Page MenuHomePhabricator

Create oathauth_types and oathauth_devices tables
Closed, ResolvedPublic

Description

Patch (schema already reviewed by Amir): https://gerrit.wikimedia.org/r/c/mediawiki/extensions/OATHAuth/+/873892

Following https://wikitech.wikimedia.org/wiki/Creating_new_tables:

  • Should this table be replicated to wiki replicas (does it not contain private data)? oathauth_devices is private. oathauth_types technically is not, although I don't see any value from replicating it without _devices.
  • Will you be doing cross-joins with the wiki metadata? Not sure what this means. No cross-wiki joins will be performed.
  • Size of the table (number of rows expected). Initially in the same region as the existing oathauth_users table (which is being replaced).
  • Expected growth per year (number of rows). See answer to last question.
  • Expected amount of queries, both writes and reads (per minute, per hour...per day, any of those are ok). This table is queried with each login attempt with a login attempt where a correct password was provided. This dashboard suggests that happens roughly 100-200 times per second. Writes happens when someone sets up or disables two-factor authentication. Again, these are replacing the existing oathauth_users table with similar query patterns.
  • Examples of queries that will be using the table.
    • SELECT oad_data,oat_name FROM oathauth_devices JOIN oathauth_types ON ((oat_id = oad_type)) WHERE oad_user = 123456
  • The release plan for the feature (are there specific wikis you'd like to test first etc). These tables are shared for all public wikis, so testing on a single wiki is not unfortunately possible.

Event Timeline

Ladsgroup moved this task from Triage to Blocked on the DBA board.EditedFeb 26 2023, 3:14 AM
Ladsgroup subscribed.

We usually proceed to deployment once the patch for schema is merged and deployed (mostly to give time in case it gets reverted and such)

It looks like that it's better to simply add both to the private tables, this extension is about authentication, it doesn't make sense to make any of its data public.
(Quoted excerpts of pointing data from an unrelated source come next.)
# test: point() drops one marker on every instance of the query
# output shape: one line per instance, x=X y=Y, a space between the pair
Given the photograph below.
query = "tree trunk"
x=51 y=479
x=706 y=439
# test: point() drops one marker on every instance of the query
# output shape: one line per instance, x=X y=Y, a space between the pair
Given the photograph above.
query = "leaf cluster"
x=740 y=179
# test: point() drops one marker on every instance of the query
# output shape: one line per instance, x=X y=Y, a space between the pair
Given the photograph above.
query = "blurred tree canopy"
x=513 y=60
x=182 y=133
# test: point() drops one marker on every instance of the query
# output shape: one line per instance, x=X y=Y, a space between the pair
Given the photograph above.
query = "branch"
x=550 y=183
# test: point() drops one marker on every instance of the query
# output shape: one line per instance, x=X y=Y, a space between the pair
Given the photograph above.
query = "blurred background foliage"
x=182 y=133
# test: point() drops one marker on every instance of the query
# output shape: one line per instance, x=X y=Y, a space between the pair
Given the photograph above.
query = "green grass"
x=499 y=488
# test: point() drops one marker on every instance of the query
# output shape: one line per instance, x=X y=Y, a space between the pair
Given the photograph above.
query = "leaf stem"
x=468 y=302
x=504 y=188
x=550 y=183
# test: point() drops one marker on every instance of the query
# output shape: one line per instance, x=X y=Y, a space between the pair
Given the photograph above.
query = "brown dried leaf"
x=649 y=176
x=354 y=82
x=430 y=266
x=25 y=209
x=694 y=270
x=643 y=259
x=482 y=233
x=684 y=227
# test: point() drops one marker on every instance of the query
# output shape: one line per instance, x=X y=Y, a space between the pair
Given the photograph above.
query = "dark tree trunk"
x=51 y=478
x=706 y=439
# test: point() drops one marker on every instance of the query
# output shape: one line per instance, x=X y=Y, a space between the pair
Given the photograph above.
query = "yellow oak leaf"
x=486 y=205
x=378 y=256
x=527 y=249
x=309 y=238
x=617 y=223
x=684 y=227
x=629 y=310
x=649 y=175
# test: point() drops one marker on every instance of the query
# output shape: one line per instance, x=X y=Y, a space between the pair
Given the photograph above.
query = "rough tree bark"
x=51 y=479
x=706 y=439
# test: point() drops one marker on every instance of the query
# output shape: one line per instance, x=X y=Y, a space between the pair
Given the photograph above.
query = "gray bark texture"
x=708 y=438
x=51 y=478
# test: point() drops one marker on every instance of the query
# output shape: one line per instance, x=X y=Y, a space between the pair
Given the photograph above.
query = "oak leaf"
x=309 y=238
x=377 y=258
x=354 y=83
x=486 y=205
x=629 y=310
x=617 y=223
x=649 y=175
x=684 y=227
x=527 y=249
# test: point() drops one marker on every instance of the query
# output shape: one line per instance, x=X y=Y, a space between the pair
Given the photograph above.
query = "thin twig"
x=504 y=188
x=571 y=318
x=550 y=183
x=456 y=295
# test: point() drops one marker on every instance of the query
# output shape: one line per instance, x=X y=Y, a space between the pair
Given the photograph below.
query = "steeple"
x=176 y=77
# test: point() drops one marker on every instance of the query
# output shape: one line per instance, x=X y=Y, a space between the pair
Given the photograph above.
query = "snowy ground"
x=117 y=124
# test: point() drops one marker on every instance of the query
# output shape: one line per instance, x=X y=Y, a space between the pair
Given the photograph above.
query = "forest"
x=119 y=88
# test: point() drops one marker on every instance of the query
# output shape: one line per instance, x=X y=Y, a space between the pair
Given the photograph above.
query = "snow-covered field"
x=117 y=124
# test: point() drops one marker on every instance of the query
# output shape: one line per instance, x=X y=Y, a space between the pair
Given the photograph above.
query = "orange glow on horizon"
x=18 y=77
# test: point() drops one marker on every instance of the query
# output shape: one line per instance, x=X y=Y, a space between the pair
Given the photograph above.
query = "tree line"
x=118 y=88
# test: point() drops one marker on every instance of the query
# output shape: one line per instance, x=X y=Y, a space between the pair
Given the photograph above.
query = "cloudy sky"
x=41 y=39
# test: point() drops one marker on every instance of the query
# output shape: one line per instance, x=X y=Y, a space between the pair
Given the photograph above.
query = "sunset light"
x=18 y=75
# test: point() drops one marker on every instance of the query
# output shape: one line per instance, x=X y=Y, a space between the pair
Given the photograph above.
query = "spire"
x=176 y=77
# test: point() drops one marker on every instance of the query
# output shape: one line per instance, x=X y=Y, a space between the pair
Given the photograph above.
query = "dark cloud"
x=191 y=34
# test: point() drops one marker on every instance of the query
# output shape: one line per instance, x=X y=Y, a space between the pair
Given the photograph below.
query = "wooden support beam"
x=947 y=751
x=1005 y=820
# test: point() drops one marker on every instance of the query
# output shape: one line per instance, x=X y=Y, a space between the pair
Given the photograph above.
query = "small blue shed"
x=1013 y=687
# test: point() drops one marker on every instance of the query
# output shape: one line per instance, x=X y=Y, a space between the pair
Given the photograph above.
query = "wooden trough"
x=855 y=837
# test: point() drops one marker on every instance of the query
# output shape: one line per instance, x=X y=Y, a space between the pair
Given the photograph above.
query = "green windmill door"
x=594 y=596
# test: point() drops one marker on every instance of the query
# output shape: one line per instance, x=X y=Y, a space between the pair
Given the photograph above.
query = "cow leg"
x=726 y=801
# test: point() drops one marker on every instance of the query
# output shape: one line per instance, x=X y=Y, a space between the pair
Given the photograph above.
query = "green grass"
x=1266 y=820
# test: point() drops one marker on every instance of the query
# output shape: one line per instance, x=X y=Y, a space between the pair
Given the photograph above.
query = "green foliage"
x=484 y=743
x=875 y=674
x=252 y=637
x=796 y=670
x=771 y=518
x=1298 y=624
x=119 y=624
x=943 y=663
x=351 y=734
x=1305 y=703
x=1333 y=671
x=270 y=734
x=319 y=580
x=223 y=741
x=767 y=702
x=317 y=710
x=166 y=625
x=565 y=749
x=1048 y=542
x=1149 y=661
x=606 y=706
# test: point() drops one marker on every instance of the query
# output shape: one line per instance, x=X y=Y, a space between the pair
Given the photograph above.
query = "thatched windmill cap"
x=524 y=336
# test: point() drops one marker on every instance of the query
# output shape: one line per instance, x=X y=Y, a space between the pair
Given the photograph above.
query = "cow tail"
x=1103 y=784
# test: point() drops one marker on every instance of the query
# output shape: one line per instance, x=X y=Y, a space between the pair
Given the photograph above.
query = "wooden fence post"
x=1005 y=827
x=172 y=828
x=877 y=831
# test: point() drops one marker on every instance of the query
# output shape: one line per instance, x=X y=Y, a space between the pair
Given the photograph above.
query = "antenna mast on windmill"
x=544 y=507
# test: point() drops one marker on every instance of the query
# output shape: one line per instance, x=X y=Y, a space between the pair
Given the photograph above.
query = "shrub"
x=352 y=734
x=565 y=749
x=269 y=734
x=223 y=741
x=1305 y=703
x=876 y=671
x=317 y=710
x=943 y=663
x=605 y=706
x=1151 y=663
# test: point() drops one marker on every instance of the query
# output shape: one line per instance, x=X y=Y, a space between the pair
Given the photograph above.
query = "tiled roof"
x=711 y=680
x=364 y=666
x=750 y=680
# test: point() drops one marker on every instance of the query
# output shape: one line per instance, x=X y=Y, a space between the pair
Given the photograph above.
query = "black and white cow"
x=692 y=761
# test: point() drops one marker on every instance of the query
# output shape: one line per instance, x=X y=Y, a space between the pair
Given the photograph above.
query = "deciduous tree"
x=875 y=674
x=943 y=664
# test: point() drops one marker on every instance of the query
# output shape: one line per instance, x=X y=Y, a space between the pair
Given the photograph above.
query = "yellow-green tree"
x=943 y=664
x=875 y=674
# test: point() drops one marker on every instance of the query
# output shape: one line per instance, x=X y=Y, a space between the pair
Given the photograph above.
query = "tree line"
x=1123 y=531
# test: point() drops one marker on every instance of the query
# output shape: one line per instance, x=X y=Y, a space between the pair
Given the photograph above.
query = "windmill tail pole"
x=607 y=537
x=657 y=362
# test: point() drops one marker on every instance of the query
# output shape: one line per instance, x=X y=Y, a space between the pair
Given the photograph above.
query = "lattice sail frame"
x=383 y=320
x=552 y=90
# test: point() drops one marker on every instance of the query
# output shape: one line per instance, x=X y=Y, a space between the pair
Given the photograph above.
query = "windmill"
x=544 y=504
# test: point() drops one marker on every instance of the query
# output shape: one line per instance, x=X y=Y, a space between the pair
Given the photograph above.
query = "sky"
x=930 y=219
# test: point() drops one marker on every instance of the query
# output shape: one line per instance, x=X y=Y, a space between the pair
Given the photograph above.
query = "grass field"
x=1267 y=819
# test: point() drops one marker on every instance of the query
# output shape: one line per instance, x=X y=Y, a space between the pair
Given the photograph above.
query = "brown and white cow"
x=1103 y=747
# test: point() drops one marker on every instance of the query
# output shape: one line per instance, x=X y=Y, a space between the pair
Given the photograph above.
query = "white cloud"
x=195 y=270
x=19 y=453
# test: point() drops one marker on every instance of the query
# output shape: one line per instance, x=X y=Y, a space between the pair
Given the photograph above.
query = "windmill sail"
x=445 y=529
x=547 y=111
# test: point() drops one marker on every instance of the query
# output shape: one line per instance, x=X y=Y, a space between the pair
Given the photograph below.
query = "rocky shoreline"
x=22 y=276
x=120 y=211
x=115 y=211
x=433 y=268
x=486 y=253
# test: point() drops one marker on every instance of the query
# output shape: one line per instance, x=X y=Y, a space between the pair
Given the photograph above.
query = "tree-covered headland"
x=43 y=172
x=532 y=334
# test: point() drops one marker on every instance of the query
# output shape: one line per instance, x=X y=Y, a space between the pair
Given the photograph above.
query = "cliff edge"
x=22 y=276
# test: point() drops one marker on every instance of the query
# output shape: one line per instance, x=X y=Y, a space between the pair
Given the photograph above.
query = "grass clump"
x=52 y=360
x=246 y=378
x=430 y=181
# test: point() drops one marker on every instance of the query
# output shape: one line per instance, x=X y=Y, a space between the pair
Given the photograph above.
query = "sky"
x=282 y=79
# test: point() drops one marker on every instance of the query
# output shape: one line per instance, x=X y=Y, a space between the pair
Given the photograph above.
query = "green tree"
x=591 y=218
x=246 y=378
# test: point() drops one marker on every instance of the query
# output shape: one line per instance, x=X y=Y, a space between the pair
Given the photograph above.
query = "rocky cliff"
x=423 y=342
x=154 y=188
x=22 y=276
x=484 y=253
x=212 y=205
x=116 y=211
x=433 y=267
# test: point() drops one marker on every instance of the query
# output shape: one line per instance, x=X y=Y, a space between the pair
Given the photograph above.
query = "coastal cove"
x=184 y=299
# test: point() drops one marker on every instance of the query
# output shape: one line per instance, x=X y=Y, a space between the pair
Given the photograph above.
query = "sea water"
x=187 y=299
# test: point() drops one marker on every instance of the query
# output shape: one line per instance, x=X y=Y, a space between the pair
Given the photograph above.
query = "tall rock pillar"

I had a bit of confusion that 100 reads per sec is too much for people with 2FA but it needs to look up if there is an 2FA for that user exists meaning it does a read on every login while it'll use the data maybe at most 1% of the time. The total number of login probably can be reduced though. The usual contributors are some stray bots logging in before every action, last time I asked a bot operator to fix their bot that was responsible for 40% of all logins. You can track them down in logstash (by building a dashboard of top "name" in goodpass channel) if you feel like it. Not a blocker, just an anecdote.

Since it has index on user, we should be fine for basically all reads and the table is also quite small given its nature.

Quick q: Where is oathauth_users atm? x1 or centralauth?

To recap: Wait for the patch to be merged and deployed, then add the tables to list of private tables in puppet (and make sure it's good), then it has the sign off from DBA to create the tables (you can do it yourself).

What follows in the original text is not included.